A common refrain here at Gold Derby is that Emmys love reruns. That’s how you get shows like “Modern Family” and “Mad Men” and actors like Jim Parsons (“The Big Bang Theory”) and Julia Louis-Dreyfus (“Veep”) that win over and over (and over and over) again. But in 2018 the television academy bucked that trend by mostly rejecting repeat winners in favor of first-time champs. Is this the end of Emmy rubber-stamping?

In 2015 the television academy expanded voting to the entire television academy as opposed to the small, restricted judging panels that used to pick the winners. Then in 2016 the academy did away with preferential ballots in favor of a plurality vote: instead of ranking the nominees, now voters just pick one winner from the list of nominees. Those changes meant that episode submissions were no longer as influential as they used to be. So were the Emmys destined to become a popularity contest with results more like the SAG Awards, where we often see results like seven straight wins for Alec Baldwin (“30 Rock”)?

Perhaps surprisingly, we haven’t seen voters name-check the same winners by rote, even though that was a distinct possibility with a more monolithic voting body.

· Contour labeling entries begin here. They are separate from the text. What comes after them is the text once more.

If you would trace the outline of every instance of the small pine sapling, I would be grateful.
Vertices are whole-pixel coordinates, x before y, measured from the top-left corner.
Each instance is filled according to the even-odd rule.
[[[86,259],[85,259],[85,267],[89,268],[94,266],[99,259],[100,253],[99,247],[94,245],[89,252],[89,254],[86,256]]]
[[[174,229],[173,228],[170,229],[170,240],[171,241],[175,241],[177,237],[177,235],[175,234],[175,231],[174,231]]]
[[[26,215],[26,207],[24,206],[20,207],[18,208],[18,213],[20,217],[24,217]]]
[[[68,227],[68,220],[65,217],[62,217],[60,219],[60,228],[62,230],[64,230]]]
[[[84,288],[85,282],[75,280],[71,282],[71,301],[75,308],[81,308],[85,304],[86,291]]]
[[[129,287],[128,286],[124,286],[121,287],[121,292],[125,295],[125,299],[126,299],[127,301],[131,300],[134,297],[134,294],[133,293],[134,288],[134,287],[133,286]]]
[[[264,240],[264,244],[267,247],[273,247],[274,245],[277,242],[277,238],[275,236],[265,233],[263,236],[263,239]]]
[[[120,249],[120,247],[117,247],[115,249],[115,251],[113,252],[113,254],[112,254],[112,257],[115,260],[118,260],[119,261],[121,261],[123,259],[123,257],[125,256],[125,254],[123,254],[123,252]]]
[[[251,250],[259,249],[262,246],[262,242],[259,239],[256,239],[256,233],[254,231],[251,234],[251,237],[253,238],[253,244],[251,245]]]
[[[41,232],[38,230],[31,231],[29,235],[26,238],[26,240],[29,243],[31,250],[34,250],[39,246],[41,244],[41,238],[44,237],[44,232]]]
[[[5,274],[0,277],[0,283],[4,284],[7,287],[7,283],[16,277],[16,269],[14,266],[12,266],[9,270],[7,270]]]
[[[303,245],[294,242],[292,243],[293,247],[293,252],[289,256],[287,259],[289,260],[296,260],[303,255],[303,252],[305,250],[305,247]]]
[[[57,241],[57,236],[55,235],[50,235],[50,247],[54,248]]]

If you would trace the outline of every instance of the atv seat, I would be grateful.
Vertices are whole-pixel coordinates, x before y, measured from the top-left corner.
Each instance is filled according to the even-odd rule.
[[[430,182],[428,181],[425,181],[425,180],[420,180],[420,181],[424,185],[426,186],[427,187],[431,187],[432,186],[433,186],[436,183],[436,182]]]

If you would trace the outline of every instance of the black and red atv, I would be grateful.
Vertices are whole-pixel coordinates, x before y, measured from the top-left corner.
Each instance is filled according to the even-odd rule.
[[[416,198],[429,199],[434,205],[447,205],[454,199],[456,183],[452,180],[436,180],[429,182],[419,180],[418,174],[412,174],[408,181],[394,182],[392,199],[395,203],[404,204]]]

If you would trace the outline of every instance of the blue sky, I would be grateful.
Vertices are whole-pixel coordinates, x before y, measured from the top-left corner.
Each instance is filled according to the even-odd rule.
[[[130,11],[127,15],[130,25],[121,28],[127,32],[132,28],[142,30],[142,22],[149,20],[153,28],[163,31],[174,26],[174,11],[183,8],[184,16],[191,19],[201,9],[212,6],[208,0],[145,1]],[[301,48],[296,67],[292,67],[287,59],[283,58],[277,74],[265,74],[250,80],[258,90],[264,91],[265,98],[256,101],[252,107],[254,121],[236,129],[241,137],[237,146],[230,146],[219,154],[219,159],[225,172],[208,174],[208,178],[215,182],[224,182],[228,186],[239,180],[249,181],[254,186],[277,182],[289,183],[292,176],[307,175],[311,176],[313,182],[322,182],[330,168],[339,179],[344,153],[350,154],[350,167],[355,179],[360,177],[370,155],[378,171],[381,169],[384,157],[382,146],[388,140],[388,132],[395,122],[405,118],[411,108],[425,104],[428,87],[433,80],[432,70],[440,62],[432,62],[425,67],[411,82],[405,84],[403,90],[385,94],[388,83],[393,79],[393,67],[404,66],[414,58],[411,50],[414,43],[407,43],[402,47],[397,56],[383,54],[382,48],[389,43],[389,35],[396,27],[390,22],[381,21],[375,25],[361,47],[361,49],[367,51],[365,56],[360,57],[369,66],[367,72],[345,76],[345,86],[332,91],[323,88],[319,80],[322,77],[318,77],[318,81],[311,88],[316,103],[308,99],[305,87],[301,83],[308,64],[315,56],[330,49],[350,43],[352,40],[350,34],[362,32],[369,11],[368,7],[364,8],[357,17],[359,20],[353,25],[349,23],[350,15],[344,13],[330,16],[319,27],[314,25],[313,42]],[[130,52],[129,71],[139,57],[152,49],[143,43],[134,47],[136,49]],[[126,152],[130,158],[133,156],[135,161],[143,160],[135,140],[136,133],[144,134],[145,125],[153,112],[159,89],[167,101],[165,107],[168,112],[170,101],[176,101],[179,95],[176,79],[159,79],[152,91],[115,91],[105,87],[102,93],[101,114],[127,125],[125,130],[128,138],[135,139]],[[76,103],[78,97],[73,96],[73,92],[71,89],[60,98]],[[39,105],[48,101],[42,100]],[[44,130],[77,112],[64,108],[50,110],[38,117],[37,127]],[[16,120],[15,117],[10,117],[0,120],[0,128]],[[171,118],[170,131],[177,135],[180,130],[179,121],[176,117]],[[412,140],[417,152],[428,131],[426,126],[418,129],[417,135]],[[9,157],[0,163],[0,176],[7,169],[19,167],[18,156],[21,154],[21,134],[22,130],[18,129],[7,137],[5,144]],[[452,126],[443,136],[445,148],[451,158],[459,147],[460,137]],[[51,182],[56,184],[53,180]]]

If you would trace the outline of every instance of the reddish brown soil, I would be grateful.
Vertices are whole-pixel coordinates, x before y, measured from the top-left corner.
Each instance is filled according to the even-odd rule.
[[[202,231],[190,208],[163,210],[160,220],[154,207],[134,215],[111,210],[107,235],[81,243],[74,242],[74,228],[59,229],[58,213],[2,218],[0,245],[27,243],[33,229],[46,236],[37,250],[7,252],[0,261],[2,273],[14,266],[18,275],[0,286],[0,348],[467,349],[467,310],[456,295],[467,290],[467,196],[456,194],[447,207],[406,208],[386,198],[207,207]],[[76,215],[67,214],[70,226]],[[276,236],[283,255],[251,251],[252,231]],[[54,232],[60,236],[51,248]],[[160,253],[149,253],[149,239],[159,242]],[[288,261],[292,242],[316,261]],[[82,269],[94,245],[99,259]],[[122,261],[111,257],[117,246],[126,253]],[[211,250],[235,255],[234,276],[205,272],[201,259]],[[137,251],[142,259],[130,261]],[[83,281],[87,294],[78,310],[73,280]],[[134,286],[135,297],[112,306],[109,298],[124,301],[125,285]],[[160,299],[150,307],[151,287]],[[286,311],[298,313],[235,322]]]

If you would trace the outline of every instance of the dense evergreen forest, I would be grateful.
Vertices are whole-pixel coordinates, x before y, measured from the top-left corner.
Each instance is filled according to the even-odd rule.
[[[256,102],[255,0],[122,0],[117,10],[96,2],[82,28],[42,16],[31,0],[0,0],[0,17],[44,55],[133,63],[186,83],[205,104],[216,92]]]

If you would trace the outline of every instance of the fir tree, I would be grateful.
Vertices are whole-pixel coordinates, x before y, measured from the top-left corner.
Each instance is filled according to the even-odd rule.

Sure, there are still actors like Louis-Dreyfus who keep winning: she claimed her first three Emmys for Best Comedy Actress under the old voting system (2012-2014), but she won the next three even as voting was changing (2015-2017). And yes, “Game of Thrones” did win Best Drama Series for the third time this year, but voters could have easily stuck with “The Handmaid’s Tale” after its victory in 2017. So in a way the “Thrones” comeback was a vote against rubber-stamping.

And consider other categories this year where the defending champs seemed like strong contenders to repeat, but didn’t. Best Drama Actor incumbent Sterling K. Brown (“This is Us”) was overtaken by Matthew Rhys (“The Americans”). Best Drama Actress switched from Elisabeth Moss (“The Handmaid’s Tale”) to Claire Foy (“The Crown”). Reigning Best Drama Supporting Actress Ann Dowd (“Handmaid’s Tale”) was overtaken by last year’s also-ran Thandie Newton (“Westworld”). Even the Drama Writing and Drama Directing races had brand new winners (“The Americans” and “The Crown,” respectively).

In a big upset, Bill Hader (“Barry”) defeated 2017 winner Donald Glover (“Atlanta”) for Best Comedy Actor. And last year’s “SNL” champs Alec Baldwin and Kate McKinnon were felled by Henry Winkler (“Barry”) and Alex Borstein (“The Marvelous Mrs. Maisel”).

There was turnover in other races too. Emmy voters could have picked Laura Dern (“The Tale”) for Best Movie/Mini Actress a year after they awarded her Best Movie/Mini Supporting Actress for “Big Little Lies,” but they went with Regina King (“Seven Seconds”) instead. Though I guess you could call that rubber-stamping too since it was King’s third win in four years — without a doubt this new voting system has been especially kind to the veteran actress.

And in one of the most rubber-stamped races at the Emmys, Best Reality-Competition Series where only three shows had ever won in 15 years, “RuPaul’s Drag Race” eked out its first victory against four-time champ “The Voice.”

We might not be entirely through with rubber-stamping at the Emmys — I suspect Louis-Dreyfus and “Game of Thrones” will win again in 2019 — but the last three years of Emmys have put the fear to rest that the new voting system would completely flatten the awards into a marathon of same-old-same-old. Gratifyingly, there’s still room for new blood on TV.